Tuesday, April 12, 2011

Population Decline in West Texas Felt Locally

Despite the state's growth, many counties are continuing to decline 
April 12, 2011, 7:29AM

Scene outside Balmorhea in Reeves County, Texas
KERMIT, TX — Jacob Harrison did what he thought kids from rural West Texas are supposed to do. He went away to college and didn't look back. But after working in Central Texas for a while, he called home with a confession.

"There are too many trees," he said. "You can't see the sky."

Harrison, now 26, is back in Winkler County, drawn by a job in the aptly named community of Notrees.

But he is in the minority. The 2010 Census confirmed what anyone passing through the scrublands of West Texas already knew: People are leaving, and no one is taking their place, even with oil at more than $100 a barrel.
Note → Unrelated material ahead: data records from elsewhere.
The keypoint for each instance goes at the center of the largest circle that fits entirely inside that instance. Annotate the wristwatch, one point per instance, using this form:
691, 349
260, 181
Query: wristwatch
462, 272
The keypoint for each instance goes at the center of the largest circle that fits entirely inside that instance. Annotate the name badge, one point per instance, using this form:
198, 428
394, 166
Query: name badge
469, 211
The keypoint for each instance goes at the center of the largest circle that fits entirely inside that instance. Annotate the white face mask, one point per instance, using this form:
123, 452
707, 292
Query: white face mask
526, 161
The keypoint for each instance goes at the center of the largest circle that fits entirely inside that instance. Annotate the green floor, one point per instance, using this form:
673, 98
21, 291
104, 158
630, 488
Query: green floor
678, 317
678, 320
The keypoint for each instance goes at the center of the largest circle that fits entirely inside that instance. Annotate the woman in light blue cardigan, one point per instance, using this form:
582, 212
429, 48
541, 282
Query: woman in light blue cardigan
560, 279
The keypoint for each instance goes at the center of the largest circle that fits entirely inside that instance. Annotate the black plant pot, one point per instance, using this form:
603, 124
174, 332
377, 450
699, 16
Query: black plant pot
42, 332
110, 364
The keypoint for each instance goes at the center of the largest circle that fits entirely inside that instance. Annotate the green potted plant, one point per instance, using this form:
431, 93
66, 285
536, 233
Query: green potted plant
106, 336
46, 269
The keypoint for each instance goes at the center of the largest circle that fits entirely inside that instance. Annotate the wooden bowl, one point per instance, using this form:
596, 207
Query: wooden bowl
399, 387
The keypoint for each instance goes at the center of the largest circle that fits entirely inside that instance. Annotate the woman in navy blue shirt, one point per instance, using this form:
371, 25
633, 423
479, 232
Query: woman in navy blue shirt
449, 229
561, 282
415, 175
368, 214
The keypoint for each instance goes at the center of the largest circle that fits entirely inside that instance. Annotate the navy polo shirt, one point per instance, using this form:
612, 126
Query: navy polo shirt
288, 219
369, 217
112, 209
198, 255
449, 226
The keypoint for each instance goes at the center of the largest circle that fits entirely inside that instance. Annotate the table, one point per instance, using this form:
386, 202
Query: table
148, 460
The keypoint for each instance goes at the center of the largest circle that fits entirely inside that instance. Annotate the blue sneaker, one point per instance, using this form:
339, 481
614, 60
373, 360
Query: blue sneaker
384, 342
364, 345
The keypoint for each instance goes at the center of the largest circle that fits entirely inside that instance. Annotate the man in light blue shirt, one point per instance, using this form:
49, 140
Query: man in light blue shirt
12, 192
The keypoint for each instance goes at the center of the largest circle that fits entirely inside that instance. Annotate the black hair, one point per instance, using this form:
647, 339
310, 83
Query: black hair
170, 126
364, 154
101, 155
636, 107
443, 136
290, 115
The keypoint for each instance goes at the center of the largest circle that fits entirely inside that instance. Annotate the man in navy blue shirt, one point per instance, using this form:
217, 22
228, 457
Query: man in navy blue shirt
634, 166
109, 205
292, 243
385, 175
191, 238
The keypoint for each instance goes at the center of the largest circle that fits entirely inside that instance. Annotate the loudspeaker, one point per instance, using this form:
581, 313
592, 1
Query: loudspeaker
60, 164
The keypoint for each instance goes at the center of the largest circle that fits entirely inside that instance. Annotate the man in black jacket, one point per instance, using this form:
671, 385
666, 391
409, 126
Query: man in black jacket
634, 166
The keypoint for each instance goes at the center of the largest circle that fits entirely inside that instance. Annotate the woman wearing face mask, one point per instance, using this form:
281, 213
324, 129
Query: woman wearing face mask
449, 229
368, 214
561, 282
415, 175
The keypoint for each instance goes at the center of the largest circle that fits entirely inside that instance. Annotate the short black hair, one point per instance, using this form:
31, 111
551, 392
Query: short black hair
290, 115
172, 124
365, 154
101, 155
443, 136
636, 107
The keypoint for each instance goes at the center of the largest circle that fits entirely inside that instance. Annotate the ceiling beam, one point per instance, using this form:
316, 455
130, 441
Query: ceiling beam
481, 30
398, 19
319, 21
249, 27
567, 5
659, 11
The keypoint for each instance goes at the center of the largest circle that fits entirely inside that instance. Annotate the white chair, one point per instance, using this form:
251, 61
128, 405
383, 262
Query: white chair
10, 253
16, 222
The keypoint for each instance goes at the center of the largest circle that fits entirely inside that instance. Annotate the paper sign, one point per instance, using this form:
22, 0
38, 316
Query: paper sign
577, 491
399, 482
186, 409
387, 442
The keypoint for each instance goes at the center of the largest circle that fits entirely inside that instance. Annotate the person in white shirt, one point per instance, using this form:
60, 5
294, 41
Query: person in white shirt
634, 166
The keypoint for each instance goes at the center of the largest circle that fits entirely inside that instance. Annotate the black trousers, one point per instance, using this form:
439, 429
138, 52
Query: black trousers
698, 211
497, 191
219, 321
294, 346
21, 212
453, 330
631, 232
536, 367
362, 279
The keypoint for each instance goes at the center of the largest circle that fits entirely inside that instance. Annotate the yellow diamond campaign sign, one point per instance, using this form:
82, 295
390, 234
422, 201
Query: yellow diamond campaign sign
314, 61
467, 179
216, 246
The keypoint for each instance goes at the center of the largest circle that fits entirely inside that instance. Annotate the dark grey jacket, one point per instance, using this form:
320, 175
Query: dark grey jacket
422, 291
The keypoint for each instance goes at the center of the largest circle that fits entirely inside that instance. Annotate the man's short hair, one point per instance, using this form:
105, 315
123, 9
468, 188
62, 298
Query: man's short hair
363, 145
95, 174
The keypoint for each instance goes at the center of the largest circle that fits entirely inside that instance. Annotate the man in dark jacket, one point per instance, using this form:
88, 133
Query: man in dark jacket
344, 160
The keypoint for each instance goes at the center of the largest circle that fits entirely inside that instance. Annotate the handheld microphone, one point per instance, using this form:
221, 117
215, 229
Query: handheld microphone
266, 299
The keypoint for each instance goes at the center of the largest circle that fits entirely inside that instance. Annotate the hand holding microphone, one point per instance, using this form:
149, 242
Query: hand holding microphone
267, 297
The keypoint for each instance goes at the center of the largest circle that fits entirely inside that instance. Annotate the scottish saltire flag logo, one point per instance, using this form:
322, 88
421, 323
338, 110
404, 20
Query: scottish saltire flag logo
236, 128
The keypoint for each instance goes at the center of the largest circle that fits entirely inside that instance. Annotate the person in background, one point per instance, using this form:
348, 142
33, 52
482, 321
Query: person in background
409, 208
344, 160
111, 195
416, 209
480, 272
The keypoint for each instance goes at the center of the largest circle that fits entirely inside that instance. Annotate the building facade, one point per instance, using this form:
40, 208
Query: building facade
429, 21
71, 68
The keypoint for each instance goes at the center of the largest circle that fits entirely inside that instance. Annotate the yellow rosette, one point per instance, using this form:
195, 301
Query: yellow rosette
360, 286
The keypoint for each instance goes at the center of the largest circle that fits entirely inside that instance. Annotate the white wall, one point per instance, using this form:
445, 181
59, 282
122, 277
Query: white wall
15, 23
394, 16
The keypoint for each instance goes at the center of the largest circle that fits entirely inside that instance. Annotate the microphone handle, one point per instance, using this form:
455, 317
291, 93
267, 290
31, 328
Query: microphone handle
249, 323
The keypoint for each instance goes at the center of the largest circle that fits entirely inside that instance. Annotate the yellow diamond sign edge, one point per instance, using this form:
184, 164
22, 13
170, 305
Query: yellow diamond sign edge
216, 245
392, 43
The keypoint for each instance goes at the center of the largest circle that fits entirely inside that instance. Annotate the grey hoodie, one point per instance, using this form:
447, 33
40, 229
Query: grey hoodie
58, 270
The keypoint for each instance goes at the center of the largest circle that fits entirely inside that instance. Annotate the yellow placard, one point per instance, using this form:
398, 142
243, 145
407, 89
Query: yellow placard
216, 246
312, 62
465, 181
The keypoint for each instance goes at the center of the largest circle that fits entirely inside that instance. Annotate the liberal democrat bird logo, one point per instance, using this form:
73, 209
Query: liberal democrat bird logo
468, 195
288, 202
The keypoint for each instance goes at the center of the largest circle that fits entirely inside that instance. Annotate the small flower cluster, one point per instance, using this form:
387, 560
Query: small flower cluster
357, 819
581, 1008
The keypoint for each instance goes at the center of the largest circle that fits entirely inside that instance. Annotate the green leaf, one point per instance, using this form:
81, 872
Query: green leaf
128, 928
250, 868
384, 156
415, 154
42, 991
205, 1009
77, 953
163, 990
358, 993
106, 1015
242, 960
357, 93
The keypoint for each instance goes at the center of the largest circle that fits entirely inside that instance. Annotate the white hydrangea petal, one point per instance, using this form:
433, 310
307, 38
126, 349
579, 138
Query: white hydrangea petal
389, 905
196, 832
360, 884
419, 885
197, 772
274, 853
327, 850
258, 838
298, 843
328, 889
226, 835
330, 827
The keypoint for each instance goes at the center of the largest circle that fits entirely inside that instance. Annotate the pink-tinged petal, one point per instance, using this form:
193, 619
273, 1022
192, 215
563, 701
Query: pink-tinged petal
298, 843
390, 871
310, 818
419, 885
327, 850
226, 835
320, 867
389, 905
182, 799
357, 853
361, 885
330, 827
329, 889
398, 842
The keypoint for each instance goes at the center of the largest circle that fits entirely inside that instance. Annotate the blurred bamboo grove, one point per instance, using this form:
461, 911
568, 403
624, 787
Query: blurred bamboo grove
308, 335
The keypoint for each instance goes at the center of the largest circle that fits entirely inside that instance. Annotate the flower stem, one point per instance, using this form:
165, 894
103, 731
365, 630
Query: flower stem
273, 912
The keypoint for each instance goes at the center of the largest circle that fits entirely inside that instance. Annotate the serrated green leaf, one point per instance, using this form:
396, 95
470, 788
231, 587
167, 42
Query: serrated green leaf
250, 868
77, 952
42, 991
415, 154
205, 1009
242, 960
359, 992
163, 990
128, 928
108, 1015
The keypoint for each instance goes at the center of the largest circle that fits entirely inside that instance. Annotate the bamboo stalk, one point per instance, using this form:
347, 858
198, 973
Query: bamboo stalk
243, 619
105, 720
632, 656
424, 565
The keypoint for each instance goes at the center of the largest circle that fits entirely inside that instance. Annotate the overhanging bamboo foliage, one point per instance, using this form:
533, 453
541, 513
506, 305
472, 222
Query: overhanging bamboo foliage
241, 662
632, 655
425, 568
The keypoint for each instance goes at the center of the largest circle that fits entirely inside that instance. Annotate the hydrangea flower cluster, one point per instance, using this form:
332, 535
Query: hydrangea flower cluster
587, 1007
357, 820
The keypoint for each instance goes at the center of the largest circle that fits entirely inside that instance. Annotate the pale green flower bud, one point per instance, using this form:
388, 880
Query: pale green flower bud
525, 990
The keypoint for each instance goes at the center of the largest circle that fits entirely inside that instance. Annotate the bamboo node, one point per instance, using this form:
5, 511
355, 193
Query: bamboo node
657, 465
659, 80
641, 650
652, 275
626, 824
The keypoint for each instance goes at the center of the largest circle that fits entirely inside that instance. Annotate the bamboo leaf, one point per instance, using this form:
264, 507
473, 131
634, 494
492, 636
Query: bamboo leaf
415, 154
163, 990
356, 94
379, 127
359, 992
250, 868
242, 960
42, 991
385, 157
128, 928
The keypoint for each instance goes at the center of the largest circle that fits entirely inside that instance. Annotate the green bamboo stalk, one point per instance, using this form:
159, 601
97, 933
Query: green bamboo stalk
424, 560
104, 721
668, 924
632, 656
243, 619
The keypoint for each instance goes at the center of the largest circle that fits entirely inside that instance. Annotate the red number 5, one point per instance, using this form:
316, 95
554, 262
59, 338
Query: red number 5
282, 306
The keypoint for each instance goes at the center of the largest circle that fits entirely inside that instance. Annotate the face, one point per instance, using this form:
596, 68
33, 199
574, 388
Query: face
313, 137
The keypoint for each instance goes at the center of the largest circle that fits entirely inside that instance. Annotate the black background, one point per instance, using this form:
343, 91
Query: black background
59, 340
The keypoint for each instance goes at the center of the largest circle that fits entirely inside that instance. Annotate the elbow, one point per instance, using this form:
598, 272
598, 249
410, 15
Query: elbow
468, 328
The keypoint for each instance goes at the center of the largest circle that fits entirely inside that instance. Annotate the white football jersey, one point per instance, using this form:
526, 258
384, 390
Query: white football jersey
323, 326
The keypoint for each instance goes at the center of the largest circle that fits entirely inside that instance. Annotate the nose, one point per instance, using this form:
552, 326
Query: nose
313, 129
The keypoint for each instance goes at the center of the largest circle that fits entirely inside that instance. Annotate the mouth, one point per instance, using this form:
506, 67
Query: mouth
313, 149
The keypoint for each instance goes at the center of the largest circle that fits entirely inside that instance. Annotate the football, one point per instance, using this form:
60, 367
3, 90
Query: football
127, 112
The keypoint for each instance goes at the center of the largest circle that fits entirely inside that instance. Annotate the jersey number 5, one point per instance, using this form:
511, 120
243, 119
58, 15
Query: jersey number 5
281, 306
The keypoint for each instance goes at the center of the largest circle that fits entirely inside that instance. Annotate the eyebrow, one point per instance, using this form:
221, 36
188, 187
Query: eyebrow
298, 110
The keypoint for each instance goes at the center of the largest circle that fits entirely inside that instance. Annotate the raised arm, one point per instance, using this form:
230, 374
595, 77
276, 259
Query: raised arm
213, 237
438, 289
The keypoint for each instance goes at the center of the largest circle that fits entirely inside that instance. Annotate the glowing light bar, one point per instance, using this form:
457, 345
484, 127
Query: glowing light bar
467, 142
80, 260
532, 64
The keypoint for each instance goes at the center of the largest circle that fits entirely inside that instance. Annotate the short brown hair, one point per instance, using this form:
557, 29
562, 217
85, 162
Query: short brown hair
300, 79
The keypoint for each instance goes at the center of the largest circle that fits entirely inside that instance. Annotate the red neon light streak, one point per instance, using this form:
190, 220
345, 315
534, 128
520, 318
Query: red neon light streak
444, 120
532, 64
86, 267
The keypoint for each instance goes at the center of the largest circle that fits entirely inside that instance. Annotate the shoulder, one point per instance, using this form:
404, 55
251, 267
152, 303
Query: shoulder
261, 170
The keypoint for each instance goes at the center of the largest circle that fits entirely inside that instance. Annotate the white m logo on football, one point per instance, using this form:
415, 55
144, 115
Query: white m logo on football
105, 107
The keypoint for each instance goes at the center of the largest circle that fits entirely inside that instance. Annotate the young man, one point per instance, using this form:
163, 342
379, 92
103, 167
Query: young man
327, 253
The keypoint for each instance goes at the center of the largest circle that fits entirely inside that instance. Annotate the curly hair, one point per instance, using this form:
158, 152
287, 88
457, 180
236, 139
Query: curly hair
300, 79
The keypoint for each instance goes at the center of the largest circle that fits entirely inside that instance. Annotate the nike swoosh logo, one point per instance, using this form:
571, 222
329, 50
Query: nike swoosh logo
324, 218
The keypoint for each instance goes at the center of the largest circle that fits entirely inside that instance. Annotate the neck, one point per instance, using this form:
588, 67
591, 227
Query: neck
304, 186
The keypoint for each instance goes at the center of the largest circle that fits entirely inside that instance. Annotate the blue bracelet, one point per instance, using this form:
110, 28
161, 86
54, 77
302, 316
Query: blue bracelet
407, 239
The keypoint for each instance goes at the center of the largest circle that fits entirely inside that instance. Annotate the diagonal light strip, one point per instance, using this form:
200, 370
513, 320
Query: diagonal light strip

The people who remain often drive an hour or more to visit a doctor, buy a pair of jeans or see a movie.

So you might wonder why anyone is still there, in this place where natural beauty is defined by dry creek beds and scraggly mesquite, where public transit is a school bus and Starbucks is a punch line.

"The greatest sunsets. The stars are just right there. You hear the coyotes howling," says Billy Burt Hopper, sheriff of Loving County, home to 82 people and the least-populated county in the United States.

"It's the last frontier."

Texas recorded the largest population growth in the nation over the past decade, adding 4.5 million people for a total of 25.1 million. But 79 of its 254 counties lost people, all but a handful of them west of Interstate 35. Even more would have lost population if not for the decade's phenomenal Latino growth; the number of Anglos declined in 162 Texas counties, including much of West Texas and the Panhandle.

The shift to the state's cities and suburbs has been happening since at least the 1960s, as people died or moved away from the vast emptiness of the west and the endless stretches of the Panhandle.

"Young people want to be where there are more amenities and hustle and bustle," says Bonnie Leck, Winkler County judge for the past 17 years, long enough to see both the economy and the population fluctuate with the fortunes of the surrounding oil and gas fields.

For every Marfa, which capitalized on the legacy of artist Donald Judd to reinvent itself as an arts and tourist town, there are a dozen Kermits, Van Horns and Tahokas, barely hanging on as people choose modern life over wide open spaces.

"You'd be amazed how many men would live out here, but you're not going to get their wives five miles from Walmart," Hopper says.